We keep grinding. The goal here is to level up, and for that we need around a thousand experience points… though gold is good too, as we can improve our party’s gear at the store. And, fortunately, the random chance for there to be a treasure in each of the rooms near us is checked each time we enter the Maze… so after a few tries we’re able to grab some that, ironically, give us less gold than we’d get just by killing the monsters.

Why We Need a Thief

These chests are why we need a Thief, by the way… as only they can disarm traps. Moxie here has to first identify the trap – which she can get wrong – and then try to disable it – which she can fail. And the traps can do anything from paralyze or poison us – resulting in a trip to the healer in town – to massive damage to the whole party.

So chests are necessary, but traps are real bad. Hence the otherwise useless backrow thief taking up a party slot.

Still, you CAN find good items and gold in these early chests. And it gives us guaranteed encounters to grind.

Back to the Castle

Now, the Castle services. The only way to level up or regain spent spell slots is to visit the inn… and each visit adds a week to that character’s age. Just that character. Once they reach ~50, the chances of stats decreasing on level up jumps up pretty high. So that’s an absolute limit on the resting we can do… something I’m not super happy with.

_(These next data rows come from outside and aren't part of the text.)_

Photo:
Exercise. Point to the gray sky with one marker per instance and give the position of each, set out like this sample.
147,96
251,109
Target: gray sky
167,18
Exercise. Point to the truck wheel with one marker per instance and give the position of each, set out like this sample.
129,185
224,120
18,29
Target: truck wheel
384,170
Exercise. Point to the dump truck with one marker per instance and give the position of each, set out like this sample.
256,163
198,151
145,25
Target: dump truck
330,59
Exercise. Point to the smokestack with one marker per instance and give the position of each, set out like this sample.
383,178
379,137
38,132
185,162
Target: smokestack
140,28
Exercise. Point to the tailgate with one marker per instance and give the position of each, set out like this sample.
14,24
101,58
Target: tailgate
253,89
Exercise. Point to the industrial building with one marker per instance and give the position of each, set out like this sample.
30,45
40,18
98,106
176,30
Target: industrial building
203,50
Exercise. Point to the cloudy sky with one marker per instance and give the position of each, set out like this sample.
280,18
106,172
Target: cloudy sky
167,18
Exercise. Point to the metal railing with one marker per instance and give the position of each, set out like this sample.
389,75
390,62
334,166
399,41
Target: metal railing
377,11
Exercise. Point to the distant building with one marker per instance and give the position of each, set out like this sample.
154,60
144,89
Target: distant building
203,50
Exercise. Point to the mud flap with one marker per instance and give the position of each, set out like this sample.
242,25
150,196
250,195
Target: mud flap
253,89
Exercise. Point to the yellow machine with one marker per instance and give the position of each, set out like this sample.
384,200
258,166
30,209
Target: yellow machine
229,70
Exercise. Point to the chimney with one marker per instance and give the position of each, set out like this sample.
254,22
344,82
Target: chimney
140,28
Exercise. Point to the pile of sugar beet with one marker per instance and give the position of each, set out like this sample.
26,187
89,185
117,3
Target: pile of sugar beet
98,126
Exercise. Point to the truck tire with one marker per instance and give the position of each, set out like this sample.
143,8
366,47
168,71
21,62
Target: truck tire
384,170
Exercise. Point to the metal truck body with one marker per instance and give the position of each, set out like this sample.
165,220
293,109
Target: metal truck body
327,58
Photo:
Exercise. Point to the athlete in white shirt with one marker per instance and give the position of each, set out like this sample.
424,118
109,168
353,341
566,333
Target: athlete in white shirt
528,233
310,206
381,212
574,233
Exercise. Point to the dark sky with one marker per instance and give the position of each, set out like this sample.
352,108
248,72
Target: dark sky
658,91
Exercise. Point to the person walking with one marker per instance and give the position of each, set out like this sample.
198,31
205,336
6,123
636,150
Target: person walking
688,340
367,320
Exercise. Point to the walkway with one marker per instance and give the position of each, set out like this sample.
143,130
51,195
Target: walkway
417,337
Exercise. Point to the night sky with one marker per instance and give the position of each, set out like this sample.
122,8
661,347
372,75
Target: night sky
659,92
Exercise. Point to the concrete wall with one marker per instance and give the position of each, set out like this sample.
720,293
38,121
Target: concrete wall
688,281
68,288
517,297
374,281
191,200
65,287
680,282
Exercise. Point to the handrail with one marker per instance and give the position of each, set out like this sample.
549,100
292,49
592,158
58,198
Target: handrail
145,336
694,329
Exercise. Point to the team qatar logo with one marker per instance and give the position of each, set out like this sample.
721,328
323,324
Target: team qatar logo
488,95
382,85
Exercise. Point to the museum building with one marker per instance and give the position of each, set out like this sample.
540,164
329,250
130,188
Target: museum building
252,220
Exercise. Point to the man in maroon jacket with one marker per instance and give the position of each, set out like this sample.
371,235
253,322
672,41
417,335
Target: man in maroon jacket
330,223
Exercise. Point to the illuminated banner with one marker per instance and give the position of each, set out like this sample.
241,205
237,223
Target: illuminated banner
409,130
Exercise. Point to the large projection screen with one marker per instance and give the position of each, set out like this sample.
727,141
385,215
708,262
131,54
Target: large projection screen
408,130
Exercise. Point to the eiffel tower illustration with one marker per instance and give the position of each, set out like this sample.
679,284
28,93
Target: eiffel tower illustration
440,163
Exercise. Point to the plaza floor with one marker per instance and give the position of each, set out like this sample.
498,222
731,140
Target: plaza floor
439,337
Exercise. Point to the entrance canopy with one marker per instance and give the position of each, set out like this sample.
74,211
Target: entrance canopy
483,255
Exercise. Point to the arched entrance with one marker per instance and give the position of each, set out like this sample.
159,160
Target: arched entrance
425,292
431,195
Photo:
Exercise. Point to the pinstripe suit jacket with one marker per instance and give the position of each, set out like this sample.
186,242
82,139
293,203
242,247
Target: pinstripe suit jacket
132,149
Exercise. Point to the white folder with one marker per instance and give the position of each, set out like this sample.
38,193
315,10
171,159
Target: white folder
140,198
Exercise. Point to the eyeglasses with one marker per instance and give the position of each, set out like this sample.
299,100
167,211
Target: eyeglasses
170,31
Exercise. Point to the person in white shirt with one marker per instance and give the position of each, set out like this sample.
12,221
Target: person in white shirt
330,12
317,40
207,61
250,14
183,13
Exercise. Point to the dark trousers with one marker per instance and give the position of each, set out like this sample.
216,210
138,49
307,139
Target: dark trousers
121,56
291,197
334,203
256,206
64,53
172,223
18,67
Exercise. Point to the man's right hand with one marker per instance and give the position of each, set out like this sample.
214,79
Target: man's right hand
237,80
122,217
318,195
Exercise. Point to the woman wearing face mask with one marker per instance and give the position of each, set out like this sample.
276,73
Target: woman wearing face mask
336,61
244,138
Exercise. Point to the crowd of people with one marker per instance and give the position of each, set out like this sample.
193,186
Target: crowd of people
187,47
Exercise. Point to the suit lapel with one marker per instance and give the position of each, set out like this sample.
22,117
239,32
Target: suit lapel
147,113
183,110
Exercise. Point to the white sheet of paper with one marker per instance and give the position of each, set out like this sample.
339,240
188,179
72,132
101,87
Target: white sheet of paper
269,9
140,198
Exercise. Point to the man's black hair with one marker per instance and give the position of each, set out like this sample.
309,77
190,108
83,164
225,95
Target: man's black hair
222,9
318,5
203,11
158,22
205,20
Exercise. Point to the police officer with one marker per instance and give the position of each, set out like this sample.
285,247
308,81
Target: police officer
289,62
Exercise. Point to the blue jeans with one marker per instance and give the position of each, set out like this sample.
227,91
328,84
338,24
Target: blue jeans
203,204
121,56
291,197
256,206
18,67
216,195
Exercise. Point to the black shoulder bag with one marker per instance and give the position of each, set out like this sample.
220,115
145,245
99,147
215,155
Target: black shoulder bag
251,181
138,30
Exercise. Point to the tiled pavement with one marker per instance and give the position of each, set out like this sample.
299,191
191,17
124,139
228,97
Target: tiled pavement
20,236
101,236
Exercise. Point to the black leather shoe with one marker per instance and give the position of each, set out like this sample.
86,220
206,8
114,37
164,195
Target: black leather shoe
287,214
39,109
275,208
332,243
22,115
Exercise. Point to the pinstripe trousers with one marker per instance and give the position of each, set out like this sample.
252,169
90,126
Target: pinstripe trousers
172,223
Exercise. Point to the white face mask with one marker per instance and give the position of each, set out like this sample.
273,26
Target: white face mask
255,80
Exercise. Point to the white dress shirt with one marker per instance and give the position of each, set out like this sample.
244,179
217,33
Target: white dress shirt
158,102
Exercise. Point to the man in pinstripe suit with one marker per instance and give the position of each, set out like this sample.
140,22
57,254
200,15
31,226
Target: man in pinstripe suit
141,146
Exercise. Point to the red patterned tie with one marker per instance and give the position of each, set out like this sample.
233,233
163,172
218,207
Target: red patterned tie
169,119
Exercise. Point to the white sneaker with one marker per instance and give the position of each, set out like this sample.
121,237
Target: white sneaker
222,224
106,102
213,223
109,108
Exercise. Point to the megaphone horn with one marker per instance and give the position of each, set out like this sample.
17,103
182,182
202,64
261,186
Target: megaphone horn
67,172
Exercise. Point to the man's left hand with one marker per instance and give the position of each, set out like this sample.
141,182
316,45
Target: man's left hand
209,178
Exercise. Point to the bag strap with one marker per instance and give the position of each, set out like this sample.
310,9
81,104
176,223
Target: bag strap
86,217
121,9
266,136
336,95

Inns heal us too – depending on which room we stay in – but it’s far faster to let the Cleric heal injured party members and then to rest to regain those slots. Yes, this does lead to weird situations where party members age at different rates.

And, like the Dungeons and Dragons edition the game is inspired by, different classes need different amount of experience to improve, too.

I’m… sort of enjoying the game so far? It’s just grinding, but I can feel the progression, and the kobolds and orcs I’m facing aren’t too hard. The difficulty curve is pretty steep, I’ve heard.

But I can definitely see why Wizardry was so popular in the early 80s… it’s a pity they stopped innovating it while Origin kept improving on the Ultima series.

Back to the Dungeon

Having gone deeper into the dungeon, it’s time for a digression on mapping. There’s no automap in Wizardry – at least not until the Playstation console port. You have to carefully, painstakingly map out each level on graph paper… and sometimes you discover you’ve stumbled through a teleporter and aren’t actually where you thought you were. So you fix your maps.

There’s a spell that helps, insofar as it gives you your XY map coordinates in each floor’s 20×20 grid, but that’s it. And of course there are copies of the maps online… but I’m after the Wizardry experience. Map making is a huge part of the game that’s not part of the software, if that makes sense.

As I spent about a week playing Wizardry, I couldn’t help but compare it to Ultima. Both series launched in the same year, both drew heavily from Dungeons and Dragons, both were, initially, tremendously successful.

Wizardry lacks even Ultima 1’s sense of story, without any hint of why we’re in the dungeon until we hit the fourth level, but makes up for this paucity through its mechanical fidelity with a complexity far outstripping anything that came before or for some time after.

While it does borrow quite a bit from earlier PLATO rpgs, it’s the first game to give the player a party of adventurers to control, as clumsy as the party management and information screens are. It also offers a staggering 50 spells to Ultima’s 7 spell scrolls, paired with a magical system that’s an exercise in logistical management.

It’s a good game. It’s a difficult game. I’m glad I had the opportunity to check it out… but I hope to never return.